CREATE TABLE sales_q1_2006 PARALLEL COMPRESS AS SELECT * FROM sales WHERE 0 = 1; /* This would be the regular ETL job */ ALTER SESSION ENABLE PARALLEL DML; INSERT /* PARALLEL qs */ INTO sales_q1_2006 qs SELECT /* PARALLEL s */ prod_id , cust_id , add_months(time_id,3) , channel_id , promo_id , quantity_sold , amount_sold FROM sales PARTITION(sales_q4_2005) s; COMMIT; CREATE BITMAP INDEX bmp_indx_prod_id ON sales_q1_2006 (prod_id); CREATE BITMAP INDEX bmp_indx_cust_id ON sales_q1_2006 (cust_id); CREATE BITMAP INDEX bmp_indx_time_id ON sales_q1_2006 (time_id); CREATE BITMAP INDEX bmp_indx_channel_id ON sales_q1_2006 (channel_id); CREATE BITMAP INDEX bmp_indx_promo_id ON sales_q1_2006 (promo_id); ALTER TABLE sales_q1_2006 ADD CONSTRAINT sales_q_prod_fk FOREIGN KEY (prod_id) REFERENCES products(prod_id) ENABLE NOVALIDATE; ALTER TABLE sales_q1_2006 ADD CONSTRAINT sales_q_cust_fk FOREIGN KEY (cust_id) REFERENCES customers(cust_id) ENABLE NOVALIDATE; ALTER TABLE sales_q1_2006 ADD CONSTRAINT sales_q_time_fk FOREIGN KEY (time_id) REFERENCES times(time_id) ENABLE NOVALIDATE; ALTER table sales_q1_2006 ADD CONSTRAINT sales_q_channel_fk FOREIGN KEY (channel_id) REFERENCES channels(channel_id) ENABLE NOVALIDATE; ALTER table sales_q1_2006 ADD CONSTRAINT sales_q_promo_fk FOREIGN KEY (promo_id) REFERENCES promotions(promo_id) ENABLE NOVALIDATE; BEGIN DBMS_STATS.GATHER_TABLE_STATS('SH','SALES_Q1_2006'); END; /
Create and load a separate table to be exchanged with a partition in the materialized view.

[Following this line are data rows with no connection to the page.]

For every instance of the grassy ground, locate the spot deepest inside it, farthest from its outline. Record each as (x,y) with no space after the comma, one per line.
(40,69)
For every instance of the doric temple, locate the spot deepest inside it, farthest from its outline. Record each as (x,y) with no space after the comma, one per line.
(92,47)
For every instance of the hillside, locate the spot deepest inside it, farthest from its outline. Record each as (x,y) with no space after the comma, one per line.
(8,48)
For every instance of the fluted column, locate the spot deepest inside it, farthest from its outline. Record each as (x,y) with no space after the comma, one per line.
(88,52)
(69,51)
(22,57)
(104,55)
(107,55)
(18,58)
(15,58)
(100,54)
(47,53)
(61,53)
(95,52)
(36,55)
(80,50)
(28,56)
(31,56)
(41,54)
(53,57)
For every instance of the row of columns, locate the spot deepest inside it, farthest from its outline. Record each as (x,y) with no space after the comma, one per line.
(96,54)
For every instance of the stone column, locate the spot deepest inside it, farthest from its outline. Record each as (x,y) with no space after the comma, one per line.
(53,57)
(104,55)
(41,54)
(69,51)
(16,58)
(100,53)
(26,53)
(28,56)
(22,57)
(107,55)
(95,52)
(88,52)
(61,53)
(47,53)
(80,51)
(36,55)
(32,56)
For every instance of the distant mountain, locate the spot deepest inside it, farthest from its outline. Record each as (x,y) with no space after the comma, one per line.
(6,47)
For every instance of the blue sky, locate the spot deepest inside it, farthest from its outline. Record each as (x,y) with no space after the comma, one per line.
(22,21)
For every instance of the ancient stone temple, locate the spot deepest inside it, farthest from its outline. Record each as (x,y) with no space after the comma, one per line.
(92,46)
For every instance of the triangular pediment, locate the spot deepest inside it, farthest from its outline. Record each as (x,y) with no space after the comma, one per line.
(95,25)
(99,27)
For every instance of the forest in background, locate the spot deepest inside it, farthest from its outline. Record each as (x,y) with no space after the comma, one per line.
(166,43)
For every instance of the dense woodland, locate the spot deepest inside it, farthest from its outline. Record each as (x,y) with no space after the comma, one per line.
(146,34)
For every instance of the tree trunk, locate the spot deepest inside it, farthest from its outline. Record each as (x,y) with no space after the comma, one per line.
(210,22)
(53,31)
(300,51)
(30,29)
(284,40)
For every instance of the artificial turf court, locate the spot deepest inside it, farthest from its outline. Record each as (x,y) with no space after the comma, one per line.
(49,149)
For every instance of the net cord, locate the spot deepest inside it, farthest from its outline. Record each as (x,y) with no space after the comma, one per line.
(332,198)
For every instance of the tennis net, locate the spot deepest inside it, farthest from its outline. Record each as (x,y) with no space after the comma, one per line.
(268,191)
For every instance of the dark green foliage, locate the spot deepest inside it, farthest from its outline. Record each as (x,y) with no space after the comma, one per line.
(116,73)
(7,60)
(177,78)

CREATE TABLE sales_mv_q1_2006 PARALLEL COMPRESS AS SELECT * FROM sales_prod_cust_mv WHERE 1 = 0; ALTER SESSION ENABLE PARALLEL DML; INSERT /*+ PARALLEL smv */ INTO sales_mv_q1_2006 smv SELECT /*+ PARALLEL s PARALLEL c */ s.time_id , s.prod_id , p.prod_name , s.cust_id , cust_first_name , c.cust_last_name , SUM(s.amount_sold) , SUM(s.quantity_sold) FROM sales_q1_2006 s , products p , customers c WHERE s.cust_id = c.cust_id AND s.prod_id = p.prod_id GROUP BY s.time_id , s.prod_id , p.prod_name , s.cust_id , c.cust_first_name , c.cust_last_name; COMMIT;
Gather statistics.
BEGIN DBMS_STATS.GATHER_TABLE_STATS('SH','SALES_MV_Q1_2006'); END;
Exchange the partitions.
ALTER TABLE sales EXCHANGE PARTITION sales_q1_2006 WITH TABLE sales_q1_2006 INCLUDING INDEXES WITHOUT VALIDATION; ALTER TABLE sales_prod_cust_mv EXCHANGE PARTITION p2006q1 WITH TABLE sales_mv_q1_2006 INCLUDING INDEXES WITHOUT VALIDATION;
Inform the database that the materialized view is fresh again.
ALTER MATERIALIZED VIEW sales_prod_cust_mv CONSIDER FRESH;
Note that because this scenario uses a prebuilt table and, because the constraints are not RELY
constraints, the query rewrite feature will work only with the query_rewrite_integrity
parameter set to STALE_TOLERATED
.
A particularly effective way of removing and archiving your data is through the use of a rolling window. An example of using a rolling window is when the data warehouse stores the most recent 36 months of sales data. A new partition can be added to the sales
table for each new month, and an old partition can be removed from the sales
table. This way, you will always maintain 36 months of data in the warehouse.
The following example shows a rolling window for the sales
table in the sh
schema.
Add the sales for December 2005.
ALTER TABLE sales ADD PARTITION sales_12_2005 VALUES LESS THAN ('01-JAN-2006');
Note that you must rebuild any existing indexes.
Drop the partition for 1999.
ALTER TABLE sales DROP PARTITION sales_1999;